Universe of iSEE panels
Kevin Rue-Albrecht
Kennedy Institute of Rheumatology, University of Oxford, Headington, Oxford OX3 7FY, UK.kevin.rue-albrecht@kennedy.ox.ac.uk
Federico Marini
Institute of Medical Biostatistics, Epidemiology and Informatics (IMBEI), MainzCenter for Thrombosis and Hemostasis (CTH), Mainzmarinif@uni-mainz.de
Charlotte Soneson
Friedrich Miescher Institute for Biomedical Research, BaselSIB Swiss Institute of Bioinformaticscharlottesoneson@gmail.com
Aaron Lun
infinite.monkeys.with.keyboards@gmail.com10 October 2024
Source:vignettes/iSEEu.Rmd
iSEEu.Rmd
Overview
The iSEE package
(Rue-Albrecht et al. 2018) provides a
general and flexible framework for interactively exploring
SummarizedExperiment
objects. However, in many cases, more
specialized panels are required for effective visualization of specific
data types. The iSEEu
package implements a collection of such dedicated panel classes that
work directly in the iSEE
application and can smoothly
interact with other panels. This allows users to quickly parametrize
bespoke apps for their data to address scientific questions of interest.
We first load in the package:
All the panels described in this document can be deployed by simply
passing them into the iSEE()
function via the
initial=
argument, as shown in the following examples.
Differential expression plots
To demonstrate the use of these panels, we will perform a
differential expression analysis on the airway
dataset with the edgeR
package.

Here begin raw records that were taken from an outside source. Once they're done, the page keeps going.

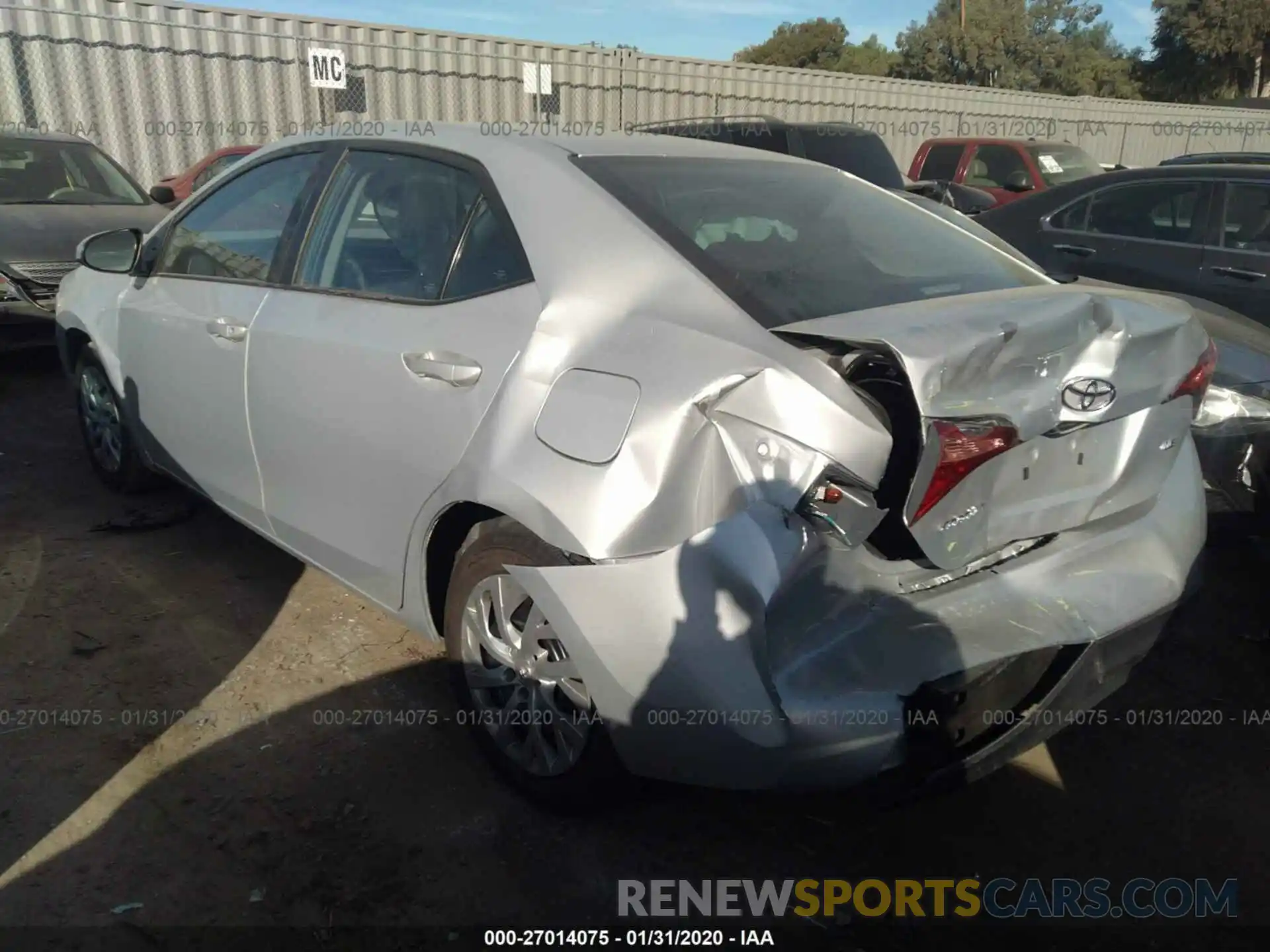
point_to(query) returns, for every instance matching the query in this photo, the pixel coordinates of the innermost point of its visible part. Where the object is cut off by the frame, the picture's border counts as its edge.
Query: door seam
(247, 409)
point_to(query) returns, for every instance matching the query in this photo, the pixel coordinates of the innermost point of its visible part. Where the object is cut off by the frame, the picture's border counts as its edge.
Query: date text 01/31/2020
(554, 938)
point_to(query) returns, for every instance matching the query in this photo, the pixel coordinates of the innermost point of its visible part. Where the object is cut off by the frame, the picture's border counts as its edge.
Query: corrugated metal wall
(159, 85)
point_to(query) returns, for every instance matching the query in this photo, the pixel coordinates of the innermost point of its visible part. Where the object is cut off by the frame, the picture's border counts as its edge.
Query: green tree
(868, 59)
(1043, 46)
(1209, 50)
(816, 45)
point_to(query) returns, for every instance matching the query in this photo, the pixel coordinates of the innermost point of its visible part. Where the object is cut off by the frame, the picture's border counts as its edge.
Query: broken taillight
(964, 447)
(1195, 382)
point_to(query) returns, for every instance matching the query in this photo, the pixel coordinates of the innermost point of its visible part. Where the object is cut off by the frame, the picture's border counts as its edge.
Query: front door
(371, 375)
(1236, 270)
(1147, 235)
(185, 333)
(991, 167)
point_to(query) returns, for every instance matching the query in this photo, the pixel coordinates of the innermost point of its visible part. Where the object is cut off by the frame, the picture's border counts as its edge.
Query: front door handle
(1242, 273)
(225, 331)
(456, 370)
(1079, 251)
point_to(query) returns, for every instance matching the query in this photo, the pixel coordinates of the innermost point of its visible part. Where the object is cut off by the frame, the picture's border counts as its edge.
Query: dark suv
(845, 146)
(55, 190)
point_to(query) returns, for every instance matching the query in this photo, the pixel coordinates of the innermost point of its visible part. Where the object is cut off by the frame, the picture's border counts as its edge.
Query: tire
(111, 446)
(585, 775)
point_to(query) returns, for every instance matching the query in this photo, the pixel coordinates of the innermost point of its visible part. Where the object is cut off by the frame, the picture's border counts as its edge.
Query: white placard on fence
(538, 79)
(327, 69)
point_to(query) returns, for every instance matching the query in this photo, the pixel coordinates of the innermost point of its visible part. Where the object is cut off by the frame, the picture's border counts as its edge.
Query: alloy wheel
(525, 688)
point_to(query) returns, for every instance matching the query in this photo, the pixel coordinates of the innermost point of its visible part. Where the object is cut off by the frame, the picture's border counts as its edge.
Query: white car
(706, 463)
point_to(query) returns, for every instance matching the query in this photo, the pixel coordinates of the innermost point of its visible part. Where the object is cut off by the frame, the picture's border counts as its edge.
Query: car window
(991, 167)
(855, 150)
(969, 225)
(389, 226)
(1061, 164)
(235, 231)
(1246, 221)
(1074, 218)
(489, 259)
(216, 168)
(1160, 211)
(796, 240)
(37, 172)
(941, 161)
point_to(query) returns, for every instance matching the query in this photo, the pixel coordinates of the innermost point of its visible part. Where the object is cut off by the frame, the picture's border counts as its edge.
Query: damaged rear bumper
(760, 654)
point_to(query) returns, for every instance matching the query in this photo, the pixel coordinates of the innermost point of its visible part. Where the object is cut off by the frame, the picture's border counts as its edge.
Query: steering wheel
(351, 270)
(67, 190)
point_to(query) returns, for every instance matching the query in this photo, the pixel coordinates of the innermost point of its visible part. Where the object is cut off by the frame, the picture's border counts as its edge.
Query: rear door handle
(1079, 251)
(1242, 273)
(225, 331)
(452, 368)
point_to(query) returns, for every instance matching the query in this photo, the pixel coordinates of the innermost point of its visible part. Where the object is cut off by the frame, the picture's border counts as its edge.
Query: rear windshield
(859, 151)
(790, 241)
(1061, 164)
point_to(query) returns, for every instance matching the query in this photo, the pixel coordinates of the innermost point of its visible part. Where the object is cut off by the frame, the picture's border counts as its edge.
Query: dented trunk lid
(1007, 357)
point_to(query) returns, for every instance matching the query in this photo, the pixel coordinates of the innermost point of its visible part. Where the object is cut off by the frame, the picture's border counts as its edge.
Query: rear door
(411, 300)
(1146, 234)
(1236, 263)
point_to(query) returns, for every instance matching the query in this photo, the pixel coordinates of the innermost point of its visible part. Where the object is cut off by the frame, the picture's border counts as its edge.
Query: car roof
(714, 121)
(1206, 171)
(34, 136)
(1201, 158)
(999, 141)
(483, 139)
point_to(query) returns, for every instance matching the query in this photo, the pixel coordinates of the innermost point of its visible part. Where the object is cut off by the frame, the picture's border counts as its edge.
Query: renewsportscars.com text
(964, 898)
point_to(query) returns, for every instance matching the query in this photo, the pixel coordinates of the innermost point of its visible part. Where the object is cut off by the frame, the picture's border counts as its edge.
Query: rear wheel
(516, 684)
(111, 446)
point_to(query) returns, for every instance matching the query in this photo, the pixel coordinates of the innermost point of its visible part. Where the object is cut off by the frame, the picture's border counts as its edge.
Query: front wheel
(111, 446)
(516, 684)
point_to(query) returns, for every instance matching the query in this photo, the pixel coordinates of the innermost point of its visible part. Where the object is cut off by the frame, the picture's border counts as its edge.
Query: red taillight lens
(963, 450)
(1195, 382)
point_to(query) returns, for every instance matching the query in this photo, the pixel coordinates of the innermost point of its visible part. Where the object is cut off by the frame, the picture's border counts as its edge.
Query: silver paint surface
(698, 588)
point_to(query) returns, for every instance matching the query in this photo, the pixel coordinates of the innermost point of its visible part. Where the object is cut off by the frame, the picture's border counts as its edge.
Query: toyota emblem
(1089, 395)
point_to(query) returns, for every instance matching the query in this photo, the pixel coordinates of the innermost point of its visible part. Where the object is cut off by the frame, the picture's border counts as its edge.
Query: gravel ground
(177, 729)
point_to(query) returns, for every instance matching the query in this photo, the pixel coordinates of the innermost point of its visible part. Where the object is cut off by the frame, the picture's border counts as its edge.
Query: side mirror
(111, 252)
(970, 201)
(1019, 182)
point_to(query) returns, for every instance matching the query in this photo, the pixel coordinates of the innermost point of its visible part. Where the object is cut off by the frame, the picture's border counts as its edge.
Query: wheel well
(444, 543)
(75, 343)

We store the resulting statistics in the rowData
of the SummarizedExperiment
so that it can be accessed by
iSEE
panels.
library(airway)
data(airway)
library(edgeR)
y <- DGEList(assay(airway), samples=colData(airway))
y <- y[filterByExpr(y, group=y$samples$dex),]
y <- calcNormFactors(y)
design <- model.matrix(~dex, y$samples)
y <- estimateDisp(y, design)
fit <- glmQLFit(y, design)
res <- glmQLFTest(fit, coef=2)
tab <- topTags(res, n=Inf)$table
rowData(airway) <- cbind(rowData(airway), tab[rownames(airway),])
The MAPlot
class creates a MA plot, i.e., with the
log-fold change on the y-axis and the average expression on the x-axis.
Features with significant differences in each direction are highlighted
and counted on the legend. Users can vary the significance threshold and
apply ad hoc filters on the log-fold change. This is a subclass
of the RowDataPlot
so points can be transmitted to other
panels as multiple row selections. Instances of this class are created
like:
The VolcanoPlot
class creates a volcano plot with the
log-fold change on the x-axis and the negative log-p-value on the
y-axis. Features with significant differences in each direction are
highlighted and counted on the legend. Users can vary the significance
threshold and apply ad hoc filters on the log-fold change. This
is a subclass of the RowDataPlot
so points can be
transmitted to other panels as multiple row selections. Instances of
this class are created like:
vol.panel <- VolcanoPlot(PanelWidth=6L)
app <- iSEE(airway, initial=list(vol.panel))
The LogFCLogFCPlot
class creates a scatter plot of two
log-fold changes from different DE comparisons. This allows us to
compare DE results on the same dataset - or even from different
datasets, as long as the row names are shared. Users can vary the
significant threshold used to identify DE genes in either or both
comparisons. This is a subclass of the RowDataPlot
so
points can be transmitted to other panels as multiple row selections.
Instances of this class are created like:
# Creating another comparison, this time by blocking on the cell line
design.alt <- model.matrix(~cell + dex, y$samples)
y.alt <- estimateDisp(y, design.alt)
fit.alt <- glmQLFit(y.alt, design.alt)
res.alt <- glmQLFTest(fit.alt, coef=2)
tab.alt <- topTags(res.alt, n=Inf)$table
rowData(airway) <- cbind(rowData(airway), alt=tab.alt[rownames(airway),])
lfc.panel <- LogFCLogFCPlot(PanelWidth=6L, YAxis="alt.logFC",
YPValueField="alt.PValue")
app <- iSEE(airway, initial=list(lfc.panel))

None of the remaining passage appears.